Exxon Mobil Corp. (NYSE: XOM) has just raised the costs for its LNG project in Papua New Guinea (known as PNG LNG) by about 20% to $9.9 billion citing higher land costs, exchange rate impacts, and foul weather. Exxon owns 33.5% of the project and is the operator. Other participants include Australia’s Oil Search Ltd. and Santos Ltd.
Chevron Corp. (NYSE: CVX) is currently reviewing its even more massive Gorgon project in Western Australia, which has already been estimated to cost about $45 billion. Exxon and Royal Dutch Shell plc (NYSE: RDS-A) each hold a 25% stake in Gorgon, while Chevron’s stake is 47.3%.
BHP Billiton plc (NYSE: BHP), which acquired natural gas assets from Chesapeake Energy Corp. (NYSE: CHK) and outright purchased Petrohawk, has spent the best part of $20 billion to acquire major assets in the U.S. In August, the company wrote down $2.84 billion in the shale gas assets it bought from Chesapeake. The company is changing its U.S. focus to liquids-rich plays, but it may be too late for that to make much difference.
BHP is now considering a project to export U.S. natural gas as LNG to Asia, where prices are about four to six times higher than in the U.S. Such a project, if it gets approved, would cost the company billions more. Exxon, ConocoPhillips (NYSE: COP), BP plc (NYSE: BP), and TransCanada Corp. (NYSE: TRP) have estimated that an LNG plant on the west coast of Canada would cost $65 billion and take 10 years to build. That’s real money, even to big oil companies.
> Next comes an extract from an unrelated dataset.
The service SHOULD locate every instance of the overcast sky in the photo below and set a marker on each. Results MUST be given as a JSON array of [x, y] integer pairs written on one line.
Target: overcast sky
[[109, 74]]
BHP is already participating in two major Australian LNG projects. The Scarborough project, in which it is a 50-50 partner with Exxon, and Woodside Petroleum’s Browse Basin project. Neither is yet under construction and, if they are built, are not likely to be in operation for years.
The only LNG export project currently under construction in the U.S. is the Sabine Pass project, where two LNG production facilities (called ‘trains’) are expected to commence operation in 2015. The project is owned and operated by Cheniere Energy Partners L.P. (NYSEMKT: CQP) and is a reversal of the existing Sabine Pass plant, which was built to receive imported LNG. The explosion in U.S. natural gas production has forced the change, and the project has received $5.6 billion in financing for the first two trains.
Natural gas may be cheap in the U.S., but by the end of the decade, if not before, prices will rise either due to lowered production or the first exports of LNG. The enormous growth in U.S. natural gas production could also be duplicated elsewhere in the world, where the fracking techniques used in the U.S. could be implemented. If that turns out to be possible, or some other method of extracting natural gas could be developed (say, by Japan, to take advantage of the huge frozen deposits of methane hydrates that lie in the oceans off the country’s coasts), these massive LNG projects could all be the next decade’s massive white elephants.